SIXIÈME LETTRE DU MÊME AU MÊME

10 août.

Avoue que tu attends de moi un cri de désespoir ou un transport d’enthousiasme. Ni l’un ni l’autre. Cette lettre ressemblera à toutes les précédentes. Il n’y a rien de nouveau, et il ne peut y avoir rien de nouveau. Je veux seulement te raconter une promenade que nous avons faite sur le lac. Nous étions trois : elle, Schimmel et moi. Je ne comprends pas quel plaisir elle peut avoir à inviter si souvent ce vieil Allemand. On dit que les X… sont mécontents de lui, car il néglige ses leçons. Aujourd’hui, pourtant, je ne dois pas me plaindre. Il était assez amusant. Priemkof n’avait pu se joindre à nous. Il souffrait d’un mal de tête.

L’horizon était sans nuage, le ciel superbe ; à la surface du ciel, de légères vapeurs blanches ; dans les bois, de joyeuses vibrations ; au bord du lac, le murmure des flots écumant et clapotant ; sur les eaux, des éclats de lumière ; partout fraîcheur et soleil.

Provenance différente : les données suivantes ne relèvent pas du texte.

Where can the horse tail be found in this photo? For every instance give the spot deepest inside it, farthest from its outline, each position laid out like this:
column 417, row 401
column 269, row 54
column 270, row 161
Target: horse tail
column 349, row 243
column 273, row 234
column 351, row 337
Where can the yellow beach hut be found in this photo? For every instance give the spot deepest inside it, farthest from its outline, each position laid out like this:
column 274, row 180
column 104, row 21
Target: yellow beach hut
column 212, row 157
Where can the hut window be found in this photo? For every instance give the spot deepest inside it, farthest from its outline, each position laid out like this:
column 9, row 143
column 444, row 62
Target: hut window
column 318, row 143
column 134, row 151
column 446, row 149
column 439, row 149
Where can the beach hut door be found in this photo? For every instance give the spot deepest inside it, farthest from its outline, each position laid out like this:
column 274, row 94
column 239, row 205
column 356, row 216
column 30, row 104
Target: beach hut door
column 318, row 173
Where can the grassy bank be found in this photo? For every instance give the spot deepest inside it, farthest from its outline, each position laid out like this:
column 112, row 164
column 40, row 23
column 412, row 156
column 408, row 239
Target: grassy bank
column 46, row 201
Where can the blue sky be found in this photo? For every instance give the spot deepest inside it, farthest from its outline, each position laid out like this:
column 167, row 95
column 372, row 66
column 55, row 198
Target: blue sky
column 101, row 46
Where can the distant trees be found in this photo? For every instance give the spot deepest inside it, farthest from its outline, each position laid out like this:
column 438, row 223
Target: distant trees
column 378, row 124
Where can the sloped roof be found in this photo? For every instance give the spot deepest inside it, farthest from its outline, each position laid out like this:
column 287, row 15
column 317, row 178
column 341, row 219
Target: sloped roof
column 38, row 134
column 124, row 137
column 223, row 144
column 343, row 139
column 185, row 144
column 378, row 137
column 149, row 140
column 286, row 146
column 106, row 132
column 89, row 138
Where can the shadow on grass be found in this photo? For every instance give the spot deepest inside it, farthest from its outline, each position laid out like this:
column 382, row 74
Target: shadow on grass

D’abord Schimmel et moi, nous nous étions mis à ramer. Mais bientôt nous hissâmes la voile, la proue de notre barque se balançait légèrement en fendant l’onde, un sillon d’écume nous suivait. Viera était assise à l’arrière de l’embarcation, faisant elle-même l’office de pilote, et riant chaque fois que des gouttes d’eau jaillissaient sur son visage. Un mouchoir était noué sur sa tête. Ses boucles de cheveux s’échappaient des plis de ce mouchoir et flottaient légèrement au souffle de la brise. Moi, je me tenais assoupi au fond du bateau, presque à ses pieds. Schimmel alluma sa pipe, fuma puis se mit à chanter d’une voix agréable. D’abord il entonna la vieille chanson allemande : Freut euch des Lebens (réjouissez-vous de la vie) ; ensuite une ariette de la Flûte enchantée, puis la romance qui a pour titre : l’Abécédaire de l’amour. Cette composition, où figure successivement chaque lettre de l’alphabet, avec accompagnement de sentences humoristiques, se termine par ces mots : Mach’einen knicks (faites une révérence). Schimmel chanta tous les couplets de cette romance avec une expression sentimentale ; mais, quand il vint à la dernière phrase, au mot de révérence, il cligna l’œil gauche d’une façon si drôle, que Viera ne put s’empêcher de rire et lui fit du doigt un geste de menace.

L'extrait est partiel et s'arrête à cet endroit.